分かり易く言えば、“黙っていればモテるのに”という残念な女子高生だ。
いや、本人がその自分を嫌いでないのなら他人がどうこう言うことでも無いのだが。
「で、何だって?目に見える物全てが真実じゃないって?」
素直に話の腰を折られるのどうかと思いはするが、こいつは話の主導権を決して渡さない。横取るには巧みな話術が必要で、残念ながら俺にはその才が無かったらしい。
ということで、こいつとの会話はすべからくこいつが主導権を握っている。
「そうだ。

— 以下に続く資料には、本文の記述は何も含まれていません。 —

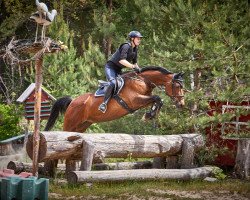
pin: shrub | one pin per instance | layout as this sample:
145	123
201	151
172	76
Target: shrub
10	116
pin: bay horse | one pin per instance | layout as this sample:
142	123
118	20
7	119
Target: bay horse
83	111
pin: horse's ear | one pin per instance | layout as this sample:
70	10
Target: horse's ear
177	76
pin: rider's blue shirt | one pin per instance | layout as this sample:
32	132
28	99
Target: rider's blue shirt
125	51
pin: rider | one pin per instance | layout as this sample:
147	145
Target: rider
125	56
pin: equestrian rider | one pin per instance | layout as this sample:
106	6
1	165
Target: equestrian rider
125	56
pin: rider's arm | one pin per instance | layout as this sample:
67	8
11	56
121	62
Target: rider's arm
126	63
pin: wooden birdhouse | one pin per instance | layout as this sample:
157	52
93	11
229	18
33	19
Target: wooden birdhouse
28	99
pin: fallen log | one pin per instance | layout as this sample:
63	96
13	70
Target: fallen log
142	174
69	145
123	165
242	161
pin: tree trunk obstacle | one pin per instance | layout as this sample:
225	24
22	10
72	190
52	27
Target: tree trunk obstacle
138	174
77	146
93	148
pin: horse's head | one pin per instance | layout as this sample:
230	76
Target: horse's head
174	89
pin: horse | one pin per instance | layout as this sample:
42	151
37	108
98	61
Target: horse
136	93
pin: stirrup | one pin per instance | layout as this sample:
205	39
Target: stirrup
103	107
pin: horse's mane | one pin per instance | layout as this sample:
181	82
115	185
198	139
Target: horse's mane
156	68
148	68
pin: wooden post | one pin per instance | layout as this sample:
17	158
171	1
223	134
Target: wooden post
242	162
87	156
37	111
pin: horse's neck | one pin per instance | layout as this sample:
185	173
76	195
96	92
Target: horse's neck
155	77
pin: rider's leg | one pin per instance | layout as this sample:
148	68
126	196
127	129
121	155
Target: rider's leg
111	74
107	96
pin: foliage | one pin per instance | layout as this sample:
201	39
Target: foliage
10	117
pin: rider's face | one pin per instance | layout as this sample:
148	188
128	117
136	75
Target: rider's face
137	41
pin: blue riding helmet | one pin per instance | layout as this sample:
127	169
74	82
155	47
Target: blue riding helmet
134	34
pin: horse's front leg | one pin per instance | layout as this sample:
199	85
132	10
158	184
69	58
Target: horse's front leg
155	108
148	100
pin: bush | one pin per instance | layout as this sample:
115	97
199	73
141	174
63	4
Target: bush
10	116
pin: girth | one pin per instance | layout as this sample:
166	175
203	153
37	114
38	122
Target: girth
123	103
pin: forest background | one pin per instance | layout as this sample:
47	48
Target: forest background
209	40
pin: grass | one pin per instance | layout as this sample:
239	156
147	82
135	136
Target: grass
146	189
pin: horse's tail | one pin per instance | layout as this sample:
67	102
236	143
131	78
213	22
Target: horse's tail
59	107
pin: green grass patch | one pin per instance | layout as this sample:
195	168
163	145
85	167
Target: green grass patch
146	189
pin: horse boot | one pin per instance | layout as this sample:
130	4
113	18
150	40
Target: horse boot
107	97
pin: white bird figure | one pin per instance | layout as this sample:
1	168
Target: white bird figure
44	20
42	11
41	7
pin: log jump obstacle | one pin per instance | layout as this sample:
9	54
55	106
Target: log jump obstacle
93	148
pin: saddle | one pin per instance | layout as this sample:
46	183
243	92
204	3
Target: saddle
102	87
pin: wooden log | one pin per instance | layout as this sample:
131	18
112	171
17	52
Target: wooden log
123	165
242	162
139	174
172	162
68	145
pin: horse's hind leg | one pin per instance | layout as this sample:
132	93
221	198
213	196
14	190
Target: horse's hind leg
83	126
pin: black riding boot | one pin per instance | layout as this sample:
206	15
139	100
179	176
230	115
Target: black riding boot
107	96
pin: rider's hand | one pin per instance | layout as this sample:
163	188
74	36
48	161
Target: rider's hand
137	69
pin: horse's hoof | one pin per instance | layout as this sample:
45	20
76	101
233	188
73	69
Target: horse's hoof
147	116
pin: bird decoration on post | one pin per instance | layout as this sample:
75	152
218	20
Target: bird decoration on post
43	17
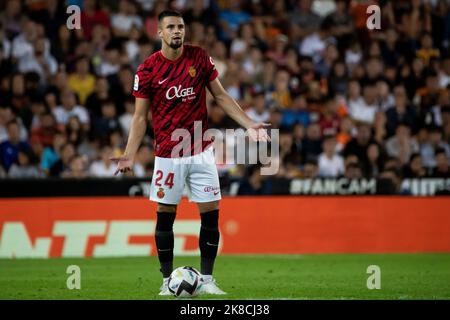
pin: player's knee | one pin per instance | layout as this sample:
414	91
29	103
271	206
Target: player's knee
208	206
166	208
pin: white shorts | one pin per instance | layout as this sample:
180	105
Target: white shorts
197	173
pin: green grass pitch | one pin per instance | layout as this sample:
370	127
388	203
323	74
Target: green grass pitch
403	276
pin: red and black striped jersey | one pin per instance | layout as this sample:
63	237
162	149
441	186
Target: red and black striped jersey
177	93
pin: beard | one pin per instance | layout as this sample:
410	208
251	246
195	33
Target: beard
175	45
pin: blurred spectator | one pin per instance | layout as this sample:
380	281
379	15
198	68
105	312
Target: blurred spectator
364	109
329	119
126	118
304	20
312	144
10	148
400	112
427	52
442	169
69	108
310	169
77	168
330	163
401	146
108	121
296	113
428	148
7	115
123	21
91	15
95	99
359	144
40	61
26	166
82	82
414	168
310	68
255	183
345	133
51	154
103	167
66	153
353	171
44	132
231	17
375	159
258	112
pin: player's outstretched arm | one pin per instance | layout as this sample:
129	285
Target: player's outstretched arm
256	130
137	131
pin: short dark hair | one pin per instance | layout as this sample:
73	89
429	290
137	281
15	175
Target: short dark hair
168	13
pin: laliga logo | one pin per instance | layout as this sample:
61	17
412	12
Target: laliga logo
178	92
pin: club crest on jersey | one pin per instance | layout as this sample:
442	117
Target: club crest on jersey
160	193
192	71
136	83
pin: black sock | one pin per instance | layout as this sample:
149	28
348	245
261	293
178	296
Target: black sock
209	240
164	241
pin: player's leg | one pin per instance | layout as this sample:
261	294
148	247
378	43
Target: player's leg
164	237
209	235
204	189
166	189
209	244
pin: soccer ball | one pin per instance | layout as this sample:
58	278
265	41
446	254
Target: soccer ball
184	282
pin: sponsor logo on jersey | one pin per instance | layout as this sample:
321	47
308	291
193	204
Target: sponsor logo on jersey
160	193
210	189
192	71
178	92
136	83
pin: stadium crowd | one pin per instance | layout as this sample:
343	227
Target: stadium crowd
348	101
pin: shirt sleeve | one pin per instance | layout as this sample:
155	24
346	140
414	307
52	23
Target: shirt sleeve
142	82
211	70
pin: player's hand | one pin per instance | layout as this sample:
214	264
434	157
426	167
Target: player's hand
258	132
124	164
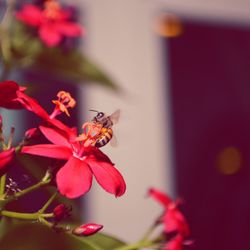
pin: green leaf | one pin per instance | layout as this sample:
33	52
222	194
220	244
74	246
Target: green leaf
72	66
106	241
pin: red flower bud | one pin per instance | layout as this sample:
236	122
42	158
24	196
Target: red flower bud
61	211
87	229
6	157
30	133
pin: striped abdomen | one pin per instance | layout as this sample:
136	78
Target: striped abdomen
104	137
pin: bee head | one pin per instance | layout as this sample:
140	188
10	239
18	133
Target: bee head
99	115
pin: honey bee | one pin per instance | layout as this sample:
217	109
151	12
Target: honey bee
106	133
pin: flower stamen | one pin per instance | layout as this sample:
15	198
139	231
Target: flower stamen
90	131
52	9
63	102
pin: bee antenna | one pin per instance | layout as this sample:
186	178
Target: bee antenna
94	110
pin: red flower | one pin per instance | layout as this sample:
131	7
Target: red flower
5	159
83	160
87	229
52	22
173	220
8	95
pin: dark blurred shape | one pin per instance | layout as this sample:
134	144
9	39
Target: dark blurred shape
210	94
229	160
168	25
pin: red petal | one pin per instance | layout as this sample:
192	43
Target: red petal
87	229
49	34
159	196
74	178
69	28
30	14
174	221
175	243
108	176
48	150
6	157
54	136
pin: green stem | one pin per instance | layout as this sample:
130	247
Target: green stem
46	205
25	216
45	181
137	245
2	184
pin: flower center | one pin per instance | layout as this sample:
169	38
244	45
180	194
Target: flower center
90	131
64	102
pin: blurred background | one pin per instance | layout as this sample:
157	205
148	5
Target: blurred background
184	69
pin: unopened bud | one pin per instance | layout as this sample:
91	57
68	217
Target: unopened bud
87	229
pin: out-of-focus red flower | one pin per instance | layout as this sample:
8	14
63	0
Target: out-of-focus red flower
75	177
5	159
8	95
175	244
52	21
173	220
87	229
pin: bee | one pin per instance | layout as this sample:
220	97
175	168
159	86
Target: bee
106	133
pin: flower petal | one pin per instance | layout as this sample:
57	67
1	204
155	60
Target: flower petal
6	157
175	243
49	34
74	178
48	150
160	197
54	136
8	95
32	105
108	176
30	14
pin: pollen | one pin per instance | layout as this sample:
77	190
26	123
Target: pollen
52	9
64	102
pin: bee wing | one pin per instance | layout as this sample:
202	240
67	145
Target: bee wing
113	141
115	116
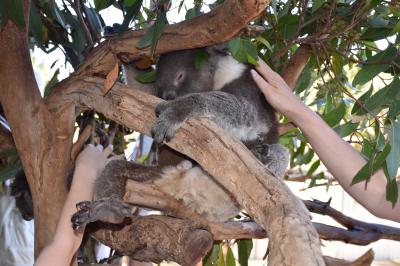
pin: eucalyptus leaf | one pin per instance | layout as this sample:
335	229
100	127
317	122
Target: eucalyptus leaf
230	258
392	191
244	249
369	71
393	159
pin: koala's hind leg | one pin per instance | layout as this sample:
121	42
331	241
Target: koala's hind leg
109	189
274	156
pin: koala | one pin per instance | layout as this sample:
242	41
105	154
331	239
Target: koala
221	90
224	91
184	181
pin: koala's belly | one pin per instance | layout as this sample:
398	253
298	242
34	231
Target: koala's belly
198	192
249	133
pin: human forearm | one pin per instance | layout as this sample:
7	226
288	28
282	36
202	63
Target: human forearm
342	160
66	241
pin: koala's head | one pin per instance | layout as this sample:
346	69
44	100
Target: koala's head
178	76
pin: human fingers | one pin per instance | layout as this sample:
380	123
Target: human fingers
107	151
261	82
99	147
267	73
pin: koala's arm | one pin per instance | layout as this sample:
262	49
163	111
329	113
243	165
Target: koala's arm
109	190
229	111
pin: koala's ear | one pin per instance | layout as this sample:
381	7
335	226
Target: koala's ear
218	49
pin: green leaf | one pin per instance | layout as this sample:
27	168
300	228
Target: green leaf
243	50
230	258
220	260
334	117
35	24
244	249
383	96
288	26
371	166
234	45
199	58
153	34
212	256
56	12
132	12
263	41
313	168
346	129
368	72
363	98
94	19
102	4
317	4
392	161
9	171
392	191
12	9
148	77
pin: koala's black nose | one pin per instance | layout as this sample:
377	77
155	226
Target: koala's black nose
168	95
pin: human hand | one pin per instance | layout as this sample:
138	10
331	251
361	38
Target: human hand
275	90
93	158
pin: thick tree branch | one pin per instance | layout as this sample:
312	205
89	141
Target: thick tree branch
358	232
264	197
43	145
217	26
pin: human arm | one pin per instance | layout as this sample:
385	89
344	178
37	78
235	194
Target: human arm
341	159
66	241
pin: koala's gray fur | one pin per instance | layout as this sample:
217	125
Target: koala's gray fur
223	91
184	182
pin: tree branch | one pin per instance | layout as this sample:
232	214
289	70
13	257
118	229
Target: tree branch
264	197
211	28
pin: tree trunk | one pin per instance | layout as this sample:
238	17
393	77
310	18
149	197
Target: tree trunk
42	139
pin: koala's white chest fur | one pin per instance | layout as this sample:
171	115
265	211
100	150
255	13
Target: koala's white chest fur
228	69
198	191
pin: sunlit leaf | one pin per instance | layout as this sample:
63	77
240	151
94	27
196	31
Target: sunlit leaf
334	117
392	191
392	161
102	4
369	71
230	258
346	129
244	249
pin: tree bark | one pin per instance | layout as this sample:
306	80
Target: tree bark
264	197
42	139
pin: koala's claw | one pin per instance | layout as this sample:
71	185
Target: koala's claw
160	108
105	210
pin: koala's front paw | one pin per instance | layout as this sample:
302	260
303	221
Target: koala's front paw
105	210
169	119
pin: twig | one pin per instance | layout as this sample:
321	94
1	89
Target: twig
83	137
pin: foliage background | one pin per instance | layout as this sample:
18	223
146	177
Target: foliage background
351	80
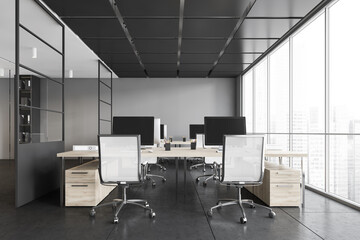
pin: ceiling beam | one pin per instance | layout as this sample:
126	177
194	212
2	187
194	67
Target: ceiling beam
232	34
176	17
181	24
127	34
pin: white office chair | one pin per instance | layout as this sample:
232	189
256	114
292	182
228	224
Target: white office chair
146	164
120	164
243	164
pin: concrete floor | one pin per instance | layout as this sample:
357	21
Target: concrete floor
178	215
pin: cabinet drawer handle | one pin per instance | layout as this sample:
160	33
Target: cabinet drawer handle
284	173
284	185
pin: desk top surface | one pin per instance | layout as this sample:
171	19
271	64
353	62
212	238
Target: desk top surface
180	152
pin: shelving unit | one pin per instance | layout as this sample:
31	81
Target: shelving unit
29	120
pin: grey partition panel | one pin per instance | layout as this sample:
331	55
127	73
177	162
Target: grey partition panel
38	170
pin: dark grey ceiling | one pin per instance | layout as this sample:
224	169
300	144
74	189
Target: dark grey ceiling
163	38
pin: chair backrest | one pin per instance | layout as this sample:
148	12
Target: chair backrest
199	141
243	159
119	159
85	148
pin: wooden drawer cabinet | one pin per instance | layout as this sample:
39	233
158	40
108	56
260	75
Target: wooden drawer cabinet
281	186
83	187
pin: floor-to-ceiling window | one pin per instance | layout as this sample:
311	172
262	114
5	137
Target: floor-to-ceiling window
260	98
308	93
248	104
344	97
305	95
279	96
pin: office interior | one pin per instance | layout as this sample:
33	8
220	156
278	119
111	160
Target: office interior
288	66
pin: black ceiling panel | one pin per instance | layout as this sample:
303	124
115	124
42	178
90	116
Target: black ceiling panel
162	74
96	27
203	8
109	45
265	28
282	8
153	27
195	67
160	67
229	67
198	58
159	58
208	27
202	46
156	46
119	58
81	7
241	46
193	74
127	67
148	7
224	74
238	58
123	74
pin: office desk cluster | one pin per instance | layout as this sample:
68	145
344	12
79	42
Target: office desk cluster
277	178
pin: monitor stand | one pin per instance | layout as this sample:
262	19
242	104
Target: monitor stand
219	149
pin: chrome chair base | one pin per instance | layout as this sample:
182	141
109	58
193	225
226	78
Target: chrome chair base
145	169
215	175
240	202
124	201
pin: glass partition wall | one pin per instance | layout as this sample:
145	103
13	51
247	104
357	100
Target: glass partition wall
39	100
104	99
304	94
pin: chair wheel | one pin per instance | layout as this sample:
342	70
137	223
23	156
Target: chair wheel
92	212
272	214
152	214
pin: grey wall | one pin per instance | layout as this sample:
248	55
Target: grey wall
6	125
177	101
81	112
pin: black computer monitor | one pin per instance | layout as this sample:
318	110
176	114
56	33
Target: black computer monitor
217	127
135	125
163	131
196	129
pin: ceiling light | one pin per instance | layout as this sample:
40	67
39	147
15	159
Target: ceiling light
71	73
34	53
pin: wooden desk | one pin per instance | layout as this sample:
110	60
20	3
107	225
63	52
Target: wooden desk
177	153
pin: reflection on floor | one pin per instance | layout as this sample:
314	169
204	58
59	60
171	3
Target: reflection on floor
178	215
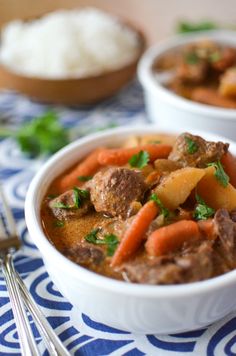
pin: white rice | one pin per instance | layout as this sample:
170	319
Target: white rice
67	43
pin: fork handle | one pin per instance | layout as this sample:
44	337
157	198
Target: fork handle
53	343
26	339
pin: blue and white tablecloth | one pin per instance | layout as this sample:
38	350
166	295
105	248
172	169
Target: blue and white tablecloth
80	334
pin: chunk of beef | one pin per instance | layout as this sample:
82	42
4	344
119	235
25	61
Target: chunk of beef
85	254
114	191
226	230
227	58
204	152
63	206
191	72
195	265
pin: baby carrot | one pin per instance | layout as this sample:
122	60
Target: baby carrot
85	168
207	229
134	235
229	163
171	237
120	156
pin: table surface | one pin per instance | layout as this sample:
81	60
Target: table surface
80	334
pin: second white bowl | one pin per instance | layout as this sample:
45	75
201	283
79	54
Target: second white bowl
169	110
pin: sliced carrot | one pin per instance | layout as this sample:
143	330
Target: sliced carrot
207	229
171	237
229	163
153	178
120	156
87	167
134	235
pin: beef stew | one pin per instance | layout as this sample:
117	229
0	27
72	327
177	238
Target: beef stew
203	71
158	210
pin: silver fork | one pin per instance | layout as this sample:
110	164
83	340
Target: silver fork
19	295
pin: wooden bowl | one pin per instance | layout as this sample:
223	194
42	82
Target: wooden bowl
73	91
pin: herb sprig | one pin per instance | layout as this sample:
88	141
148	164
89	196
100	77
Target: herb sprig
186	26
84	178
110	240
41	136
202	210
164	211
140	159
79	195
220	174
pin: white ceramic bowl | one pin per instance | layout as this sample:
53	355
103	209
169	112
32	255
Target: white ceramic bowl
137	308
169	110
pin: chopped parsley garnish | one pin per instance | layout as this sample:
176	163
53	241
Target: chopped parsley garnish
92	236
164	211
42	135
186	26
61	205
52	196
140	159
79	196
191	58
110	240
192	146
220	174
84	178
215	57
59	223
112	243
202	210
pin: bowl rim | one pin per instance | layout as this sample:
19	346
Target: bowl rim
93	279
147	77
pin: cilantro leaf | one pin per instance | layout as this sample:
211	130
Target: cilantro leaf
79	196
140	159
59	223
43	135
220	174
110	240
164	210
61	205
92	236
191	58
202	210
84	178
112	243
186	26
192	146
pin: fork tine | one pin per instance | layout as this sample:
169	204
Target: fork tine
10	221
3	234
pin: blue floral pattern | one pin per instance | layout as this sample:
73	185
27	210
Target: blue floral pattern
81	334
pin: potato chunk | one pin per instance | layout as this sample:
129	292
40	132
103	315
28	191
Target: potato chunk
177	186
214	194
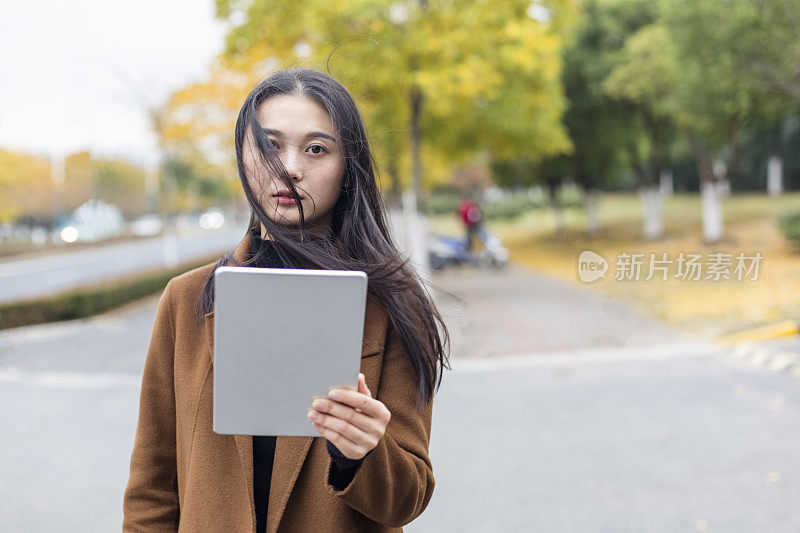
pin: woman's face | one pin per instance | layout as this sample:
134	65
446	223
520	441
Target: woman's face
309	148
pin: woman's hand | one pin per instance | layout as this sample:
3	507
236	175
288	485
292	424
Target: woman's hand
353	421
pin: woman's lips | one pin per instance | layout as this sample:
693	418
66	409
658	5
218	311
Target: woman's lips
285	200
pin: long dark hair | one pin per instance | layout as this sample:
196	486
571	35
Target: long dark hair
358	238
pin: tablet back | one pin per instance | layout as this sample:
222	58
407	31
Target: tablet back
283	337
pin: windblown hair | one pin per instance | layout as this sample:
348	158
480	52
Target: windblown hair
358	238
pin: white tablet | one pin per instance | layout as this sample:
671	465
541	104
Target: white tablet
283	337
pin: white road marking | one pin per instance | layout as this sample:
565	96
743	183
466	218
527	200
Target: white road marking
68	380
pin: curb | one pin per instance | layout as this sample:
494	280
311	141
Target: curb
775	359
771	331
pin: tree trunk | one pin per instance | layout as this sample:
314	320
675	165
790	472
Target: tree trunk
558	215
665	179
652	211
712	211
711	192
590	205
775	175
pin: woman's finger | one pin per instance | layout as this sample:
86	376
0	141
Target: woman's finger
348	414
362	385
369	406
347	447
343	427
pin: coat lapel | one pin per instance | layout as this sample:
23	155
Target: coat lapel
290	452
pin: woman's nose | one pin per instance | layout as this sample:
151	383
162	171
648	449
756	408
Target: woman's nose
293	165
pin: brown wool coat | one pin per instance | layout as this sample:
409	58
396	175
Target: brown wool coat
186	478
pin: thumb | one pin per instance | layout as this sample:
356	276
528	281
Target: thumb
362	385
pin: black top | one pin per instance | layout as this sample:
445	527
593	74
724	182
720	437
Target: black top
344	469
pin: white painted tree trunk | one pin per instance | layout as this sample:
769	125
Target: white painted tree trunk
667	187
720	170
775	176
712	210
590	205
416	232
652	211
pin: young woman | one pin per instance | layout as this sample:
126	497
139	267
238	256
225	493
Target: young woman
307	172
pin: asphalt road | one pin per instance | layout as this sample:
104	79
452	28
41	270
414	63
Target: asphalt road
564	412
28	277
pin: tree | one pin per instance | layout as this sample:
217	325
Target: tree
646	75
718	89
456	77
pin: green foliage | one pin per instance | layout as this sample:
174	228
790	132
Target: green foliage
489	72
789	225
89	301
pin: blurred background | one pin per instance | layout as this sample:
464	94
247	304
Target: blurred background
603	195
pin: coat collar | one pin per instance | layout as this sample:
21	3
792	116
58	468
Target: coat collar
290	452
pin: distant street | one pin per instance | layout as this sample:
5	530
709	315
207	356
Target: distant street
564	412
28	277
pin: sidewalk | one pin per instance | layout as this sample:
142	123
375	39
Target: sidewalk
515	311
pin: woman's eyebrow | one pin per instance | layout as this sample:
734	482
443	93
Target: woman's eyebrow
309	135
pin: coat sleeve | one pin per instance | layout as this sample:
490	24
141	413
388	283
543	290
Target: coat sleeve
394	482
151	497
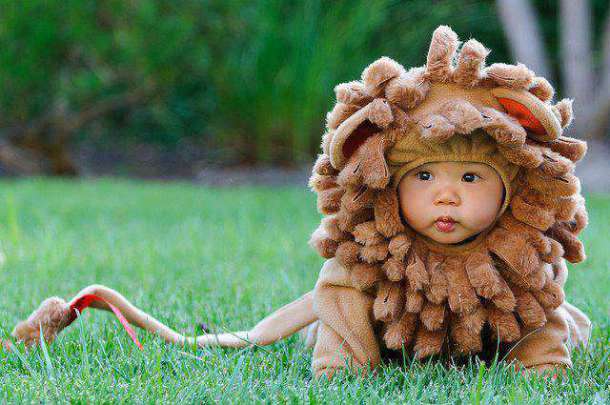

つまり日向は、今私がマフラーを引っ張った所を見た訳じゃないだろう?」
成程。何を言いたいかは分かった。
「つまりお前は、俺が見ても居ないのにお前を怒るのは不当だと言いたいんだな」
「よく分かっているじゃないか。流石は私の友だ。賞賛を贈るよ」
けったいな喋り方を朝からするもんじゃないな。授業を前に無駄な脳内カロリーの消費をしている。後で消費者センターにこいつの事を相談するとしよう。
少なくとも、俺は無表情から送られる賞賛に今のところ納得して授与出来ていないからな。